When an entire population rises up and supports the militias, violence cannot be stopped through coercive means alone, no matter what a government wants to believe. Khosrokhavar tells the story of the Iranian Bassidj, dedicated young Iranians willing to die in defense of the Iranian Revolution. The organization grew to over 400,000 during the Iran-Iraq War of the 1980s. They died in droves in “human wave attacks” that eventually repulsed the Iraqi army. The Bassidj were not conventional foot soldiers with a salary and pension; they were volunteers. If the US invaded Iran and the Bassidj grew to anywhere near its former strength, it would dwarf the insurgency in neighboring Iraq. If so many young Iranians were willing to die to defend Iran from Saddam’s Iraq, there is little reason they would not do the same against the US. After the death of the Ayatollah Khomeini in 1989 and the rise of a new generation less enamored of Khomeinism, the Bassidj mostly fell into crime and lost their luster. An armed struggle against America, however, might be just what the regime’s hardliners require to recapture the sway they have gradually lost since the Revolution. Even people living under corrupt and oppressive regimes tend to support those governments against foreign invaders. 

The public and the government in the US are only beginning to understand the insuperable difficulties of transforming the Middle East through military force. American leaders gave a blank check to Israel as it launched a disastrous campaign of air-raids on southern Lebanon this summer that killed over 900 Lebanese civilians but less than 100 Hezbullah militants – and all on the slim pretext of two kidnapped Israeli soldiers. The plain message is that an Israeli or American life is worth a hundred dead Lebanese or Iraqi civilians – just the sort of idea that makes such devalued people support armed resistance. Heavy-handed tactics may kill a few militants here and there, but the suffering it imposes can only make the militias stronger in the long run – especially when it is done by a foreign power that most ordinary people view with distrust, and that has no real interest in repairing the damage done by its bombs and blockades. These policies seem almost too naïve to be true. One looks back at the disastrous outcomes of the US invasion of Iraq and Israel’s recent air-raids on Lebanon in much the same way: How could these leaders not have known this would happen? Shouldn’t these policy-makers with all their classified information, professional experts, and political experience know better than to stake so many lives on such obviously suspect assumptions? Either US leaders are obtusely stupid, or they did not care what the outcome would be. Are policy-makers in Washington telling us the truth about the situation we face? They were not completely honest about what they did and did not know before the invasion, or their reasons for carrying it out.

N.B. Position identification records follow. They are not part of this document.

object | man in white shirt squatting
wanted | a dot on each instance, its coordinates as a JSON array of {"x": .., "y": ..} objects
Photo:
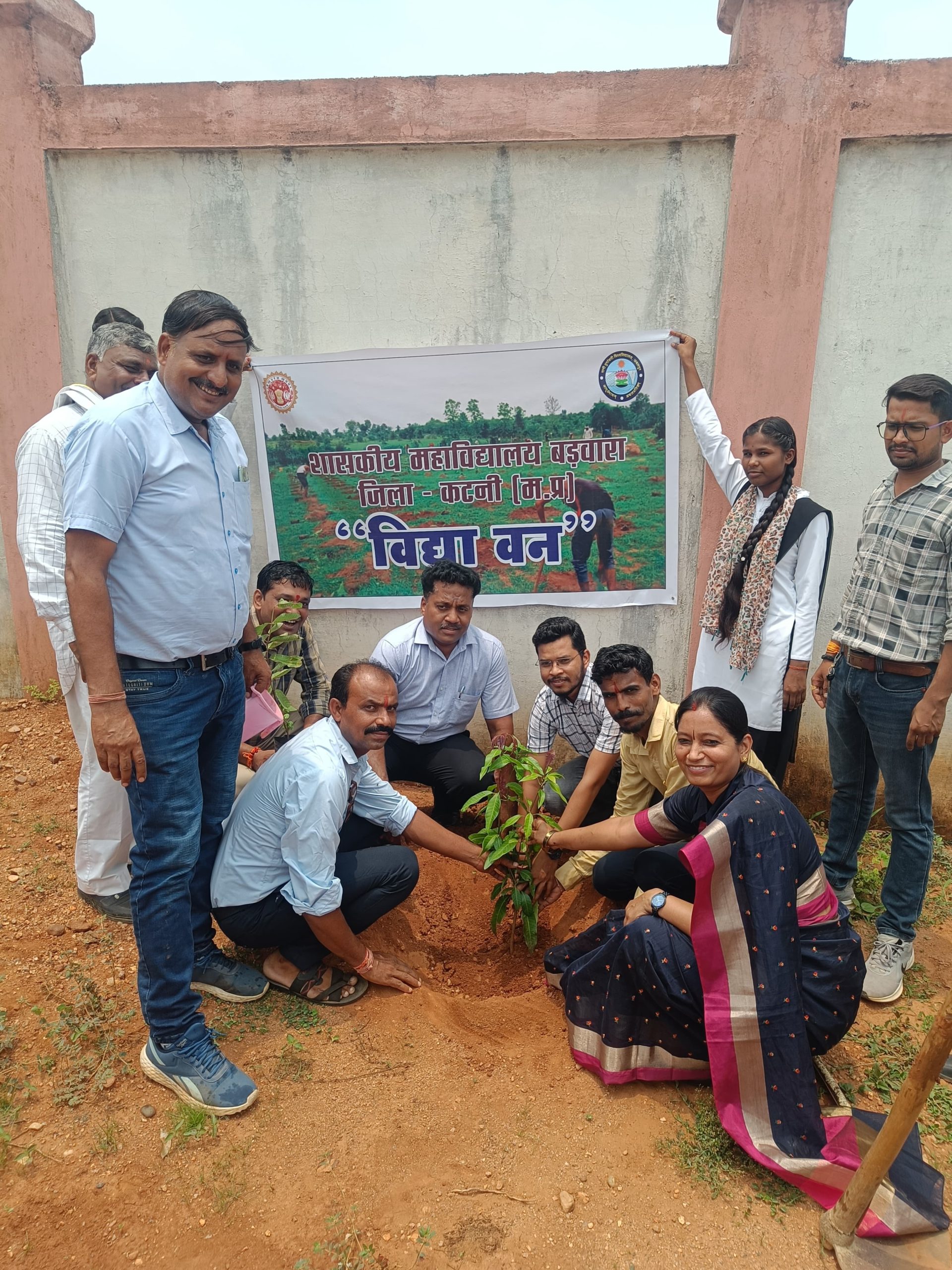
[
  {"x": 572, "y": 706},
  {"x": 284, "y": 878},
  {"x": 119, "y": 357},
  {"x": 445, "y": 668}
]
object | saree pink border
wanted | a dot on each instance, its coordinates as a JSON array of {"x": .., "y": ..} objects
[{"x": 715, "y": 935}]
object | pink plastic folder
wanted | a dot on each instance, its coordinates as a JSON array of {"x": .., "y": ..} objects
[{"x": 262, "y": 715}]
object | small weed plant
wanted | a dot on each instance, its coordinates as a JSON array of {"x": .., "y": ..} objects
[
  {"x": 13, "y": 1092},
  {"x": 708, "y": 1153},
  {"x": 343, "y": 1246},
  {"x": 85, "y": 1034},
  {"x": 50, "y": 694},
  {"x": 294, "y": 1064},
  {"x": 508, "y": 842},
  {"x": 188, "y": 1124},
  {"x": 107, "y": 1140}
]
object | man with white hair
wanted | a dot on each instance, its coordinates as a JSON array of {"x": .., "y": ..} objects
[{"x": 119, "y": 356}]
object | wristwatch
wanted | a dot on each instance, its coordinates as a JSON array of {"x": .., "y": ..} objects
[{"x": 552, "y": 853}]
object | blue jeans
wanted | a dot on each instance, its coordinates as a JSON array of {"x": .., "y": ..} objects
[
  {"x": 867, "y": 720},
  {"x": 189, "y": 723}
]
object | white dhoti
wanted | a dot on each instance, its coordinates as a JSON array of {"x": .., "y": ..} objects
[{"x": 103, "y": 824}]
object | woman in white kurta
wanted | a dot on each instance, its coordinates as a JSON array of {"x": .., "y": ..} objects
[{"x": 763, "y": 596}]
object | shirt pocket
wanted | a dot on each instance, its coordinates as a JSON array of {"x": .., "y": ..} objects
[{"x": 241, "y": 509}]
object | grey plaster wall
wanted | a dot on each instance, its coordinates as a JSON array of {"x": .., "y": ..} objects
[{"x": 357, "y": 248}]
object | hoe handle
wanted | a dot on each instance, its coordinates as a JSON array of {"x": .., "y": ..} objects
[{"x": 838, "y": 1226}]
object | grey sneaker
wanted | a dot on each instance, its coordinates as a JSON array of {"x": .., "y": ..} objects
[
  {"x": 846, "y": 896},
  {"x": 890, "y": 956},
  {"x": 232, "y": 981},
  {"x": 117, "y": 907},
  {"x": 201, "y": 1075}
]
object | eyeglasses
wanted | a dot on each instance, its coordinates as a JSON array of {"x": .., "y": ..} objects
[
  {"x": 561, "y": 663},
  {"x": 910, "y": 431}
]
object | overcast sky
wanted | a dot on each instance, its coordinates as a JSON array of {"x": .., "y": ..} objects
[{"x": 239, "y": 40}]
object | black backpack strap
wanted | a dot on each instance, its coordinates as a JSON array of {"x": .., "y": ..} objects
[{"x": 805, "y": 511}]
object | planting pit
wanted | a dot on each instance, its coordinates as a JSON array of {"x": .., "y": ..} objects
[{"x": 440, "y": 1127}]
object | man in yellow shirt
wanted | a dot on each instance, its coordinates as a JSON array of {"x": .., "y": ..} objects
[{"x": 626, "y": 676}]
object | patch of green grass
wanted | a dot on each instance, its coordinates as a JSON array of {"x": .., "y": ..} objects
[
  {"x": 343, "y": 1246},
  {"x": 702, "y": 1148},
  {"x": 705, "y": 1151},
  {"x": 107, "y": 1140},
  {"x": 918, "y": 983},
  {"x": 13, "y": 1091},
  {"x": 873, "y": 863},
  {"x": 188, "y": 1124},
  {"x": 939, "y": 896},
  {"x": 51, "y": 693},
  {"x": 892, "y": 1047},
  {"x": 294, "y": 1064},
  {"x": 85, "y": 1034},
  {"x": 234, "y": 1020},
  {"x": 301, "y": 1016},
  {"x": 424, "y": 1239}
]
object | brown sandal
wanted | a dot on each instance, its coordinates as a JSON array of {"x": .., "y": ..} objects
[{"x": 330, "y": 996}]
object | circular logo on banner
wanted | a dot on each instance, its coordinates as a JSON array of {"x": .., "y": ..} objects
[
  {"x": 621, "y": 377},
  {"x": 280, "y": 391}
]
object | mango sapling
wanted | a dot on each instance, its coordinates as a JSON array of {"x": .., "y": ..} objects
[{"x": 508, "y": 842}]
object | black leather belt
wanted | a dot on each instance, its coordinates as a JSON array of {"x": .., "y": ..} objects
[
  {"x": 203, "y": 662},
  {"x": 867, "y": 662}
]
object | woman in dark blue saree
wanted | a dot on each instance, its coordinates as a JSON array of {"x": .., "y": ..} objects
[{"x": 744, "y": 985}]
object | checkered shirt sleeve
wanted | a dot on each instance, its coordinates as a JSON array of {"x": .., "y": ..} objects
[
  {"x": 315, "y": 688},
  {"x": 898, "y": 604},
  {"x": 543, "y": 726}
]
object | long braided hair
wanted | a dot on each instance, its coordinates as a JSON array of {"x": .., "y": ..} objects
[{"x": 781, "y": 434}]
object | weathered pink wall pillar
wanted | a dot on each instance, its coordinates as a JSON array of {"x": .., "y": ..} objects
[
  {"x": 41, "y": 45},
  {"x": 778, "y": 226}
]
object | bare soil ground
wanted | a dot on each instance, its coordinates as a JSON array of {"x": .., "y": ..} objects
[{"x": 436, "y": 1128}]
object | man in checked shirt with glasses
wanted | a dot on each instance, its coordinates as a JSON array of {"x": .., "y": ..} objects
[
  {"x": 887, "y": 675},
  {"x": 572, "y": 705}
]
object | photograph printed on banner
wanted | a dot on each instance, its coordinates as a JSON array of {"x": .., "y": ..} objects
[{"x": 547, "y": 466}]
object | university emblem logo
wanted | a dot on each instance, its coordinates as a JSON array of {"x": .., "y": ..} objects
[
  {"x": 621, "y": 377},
  {"x": 280, "y": 391}
]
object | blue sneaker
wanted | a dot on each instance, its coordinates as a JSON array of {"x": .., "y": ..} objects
[
  {"x": 232, "y": 981},
  {"x": 201, "y": 1075}
]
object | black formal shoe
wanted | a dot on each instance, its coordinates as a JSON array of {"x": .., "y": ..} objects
[{"x": 117, "y": 907}]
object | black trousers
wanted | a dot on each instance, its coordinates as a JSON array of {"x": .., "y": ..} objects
[
  {"x": 373, "y": 881},
  {"x": 451, "y": 767},
  {"x": 619, "y": 874},
  {"x": 777, "y": 749}
]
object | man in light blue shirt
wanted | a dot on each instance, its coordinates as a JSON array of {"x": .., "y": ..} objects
[
  {"x": 445, "y": 668},
  {"x": 158, "y": 525},
  {"x": 284, "y": 878}
]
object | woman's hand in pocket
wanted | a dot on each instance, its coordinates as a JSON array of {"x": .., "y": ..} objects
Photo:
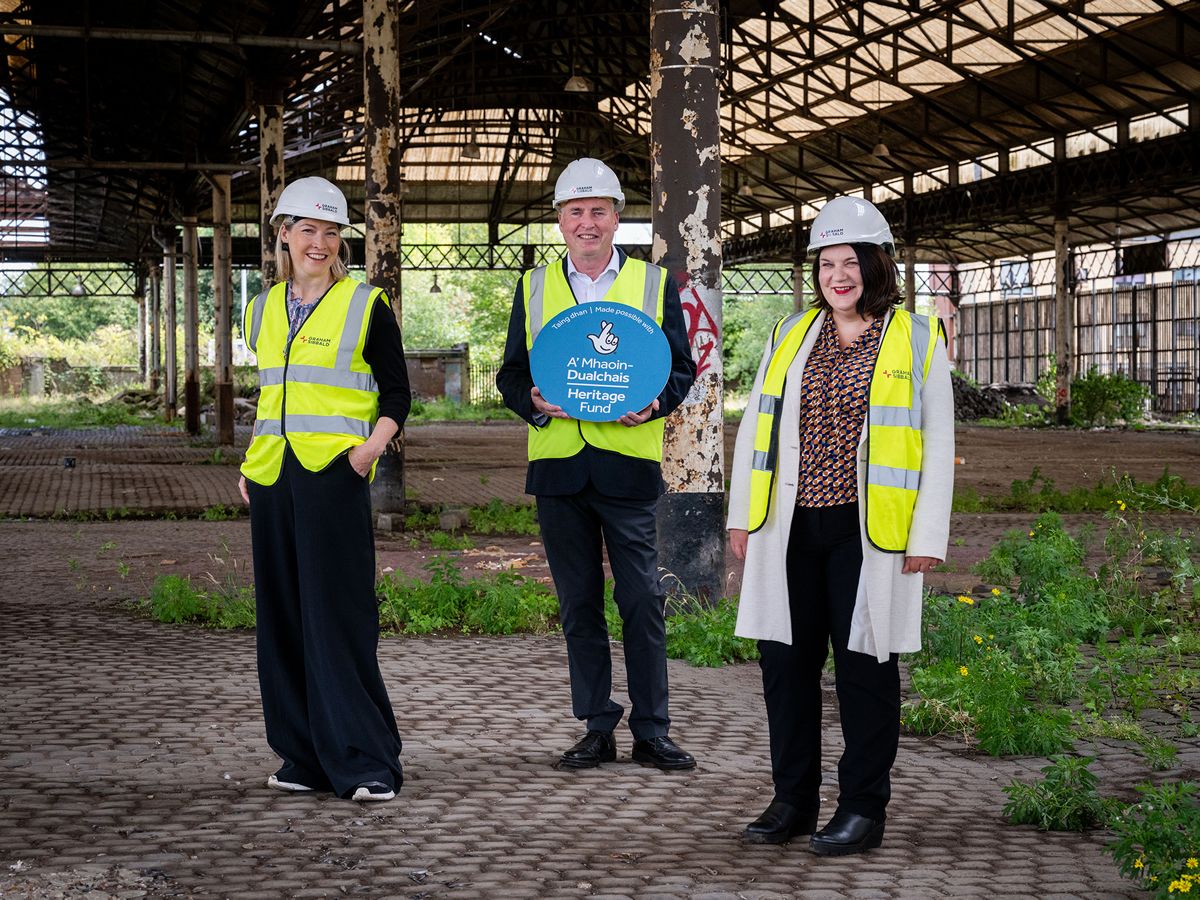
[{"x": 361, "y": 459}]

The US invaded Iraq under the mistaken assumption that US forces would be embraced as liberators – so much so that the US government did not even formulate a plan for the post-war occupation. This inexplicable belief that the US could destroy every vestige of order in such a complex and fractious nation without any plan for its reconstruction was a serious error in thinking and leadership – one that cannot be attributed to bad information or the fog of war. It seems to run so contrary to common sense that it is difficult to believe, yet it is true – and by now well-documented in Thomas Ricks’ new book about the invasion. It was the sort of failure of thinking that occurs in closed societies where debate is circumscribed – where important questions are not raised until it is too late. The systematic failure of the American government and the public to correctly perceive the threats they face and the proper means to deal with them suggests that academic writers like Pape, Bloom, and Khosrokhavar have an important illuminating role to play. The standard dismissive criticism of academic writers is that they do not understand the difficult realities of politics and war. But, debacles like Iraq demonstrate that the political leadership can be even more out of touch.